Un amigo muy inteligente, pero bastante artificial

0 compasión, -7 empatía

No busques honestidad en la inteligencia artificial: aunque en ocasiones te parecerá que la tiene, no es así. Recuerda que un reloj parado da la hora bien dos veces al día. Una máquina puede acertar algunas veces, pero no te engañes. La inteligencia artificial siempre te dirá lo que quieras escuchar, lo que haga que te quedes con ella un ratito más…

El amigo invisible

Para Galloway, el ser humano corre el riesgo de caer en la trampa del consumo de «calorías vacías». La IA actúa como un amigo, pero ¿cuántos amigos tienes que te digan siempre, siempre, exactamente lo que quieres y no lo que necesitas? Estos bots validan nuestra visión del mundo, reforzándola, aunque sea equivocada o dañina.

Fácil, pero sin sentimiento

Es precisamente su sencillez su talón de Aquiles. La usamos porque es fácil, porque no nos complica la vida, porque nos permite no pensar… ¿Pero quién dijo que las cosas realmente interesantes de la vida sean fáciles? Las relaciones humanas son muy complejas y ése es su principal atractivo. Nos enriquecemos de la experiencia de los otros y de su cariño por nosotros, incluso de su animadversión.

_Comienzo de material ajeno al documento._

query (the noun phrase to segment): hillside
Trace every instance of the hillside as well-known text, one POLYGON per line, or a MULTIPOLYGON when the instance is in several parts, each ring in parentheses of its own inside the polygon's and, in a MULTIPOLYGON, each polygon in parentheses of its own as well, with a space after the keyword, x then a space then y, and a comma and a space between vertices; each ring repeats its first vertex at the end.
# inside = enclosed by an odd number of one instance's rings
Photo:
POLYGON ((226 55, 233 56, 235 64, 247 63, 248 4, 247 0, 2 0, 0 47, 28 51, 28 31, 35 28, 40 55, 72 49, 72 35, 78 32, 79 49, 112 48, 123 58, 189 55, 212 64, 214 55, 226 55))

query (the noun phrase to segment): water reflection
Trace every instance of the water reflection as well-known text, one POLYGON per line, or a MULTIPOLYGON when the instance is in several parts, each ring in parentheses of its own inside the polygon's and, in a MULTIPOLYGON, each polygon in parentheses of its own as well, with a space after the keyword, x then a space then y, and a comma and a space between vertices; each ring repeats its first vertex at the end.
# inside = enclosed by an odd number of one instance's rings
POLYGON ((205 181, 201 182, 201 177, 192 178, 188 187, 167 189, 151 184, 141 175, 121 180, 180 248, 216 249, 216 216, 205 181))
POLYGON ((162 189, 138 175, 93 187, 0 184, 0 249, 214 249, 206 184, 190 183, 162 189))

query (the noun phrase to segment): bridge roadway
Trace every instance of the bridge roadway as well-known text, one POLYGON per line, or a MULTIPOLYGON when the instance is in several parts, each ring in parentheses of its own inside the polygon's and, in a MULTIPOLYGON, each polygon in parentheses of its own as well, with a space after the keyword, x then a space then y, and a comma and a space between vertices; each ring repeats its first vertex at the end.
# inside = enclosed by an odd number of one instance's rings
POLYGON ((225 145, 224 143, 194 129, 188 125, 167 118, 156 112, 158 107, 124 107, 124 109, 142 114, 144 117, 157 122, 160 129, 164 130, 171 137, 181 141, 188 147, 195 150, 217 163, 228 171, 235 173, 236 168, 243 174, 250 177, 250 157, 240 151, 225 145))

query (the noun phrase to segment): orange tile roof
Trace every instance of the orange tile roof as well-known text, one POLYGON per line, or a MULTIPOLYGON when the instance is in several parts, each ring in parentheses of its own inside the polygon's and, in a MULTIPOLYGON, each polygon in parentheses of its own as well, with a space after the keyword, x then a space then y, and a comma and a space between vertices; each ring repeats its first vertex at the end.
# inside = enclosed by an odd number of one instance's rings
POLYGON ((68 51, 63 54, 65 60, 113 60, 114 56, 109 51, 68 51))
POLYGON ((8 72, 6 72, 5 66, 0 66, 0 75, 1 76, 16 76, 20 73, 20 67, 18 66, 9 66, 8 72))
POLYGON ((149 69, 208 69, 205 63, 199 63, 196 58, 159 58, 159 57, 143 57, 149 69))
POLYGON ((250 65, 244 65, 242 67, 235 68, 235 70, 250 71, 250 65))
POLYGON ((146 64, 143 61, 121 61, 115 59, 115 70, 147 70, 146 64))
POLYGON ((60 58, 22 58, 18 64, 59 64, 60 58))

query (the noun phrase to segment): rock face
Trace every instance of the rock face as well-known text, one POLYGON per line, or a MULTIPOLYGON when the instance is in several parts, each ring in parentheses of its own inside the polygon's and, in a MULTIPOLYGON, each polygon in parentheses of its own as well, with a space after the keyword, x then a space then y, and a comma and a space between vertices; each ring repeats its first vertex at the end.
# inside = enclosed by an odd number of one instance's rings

Poca energía, poca recompensa

“Es difícil establecer una jerarquía entre amigos, acercarse a la gente y expresar amistad”, puntualiza Galloway, “por eso resulta tentador ser amigo de la IA”. Sin problemas, códigos de conducta, la relación con ella requiere poco tiempo y ninguna energía. Con nuestros semejantes es todo lo contrario. El desafío de las buenas relaciones, la recompensa que obtenemos, nunca podrá compararse con la relación con una máquina. Aunque ésta, en ocasiones, roce la perfección.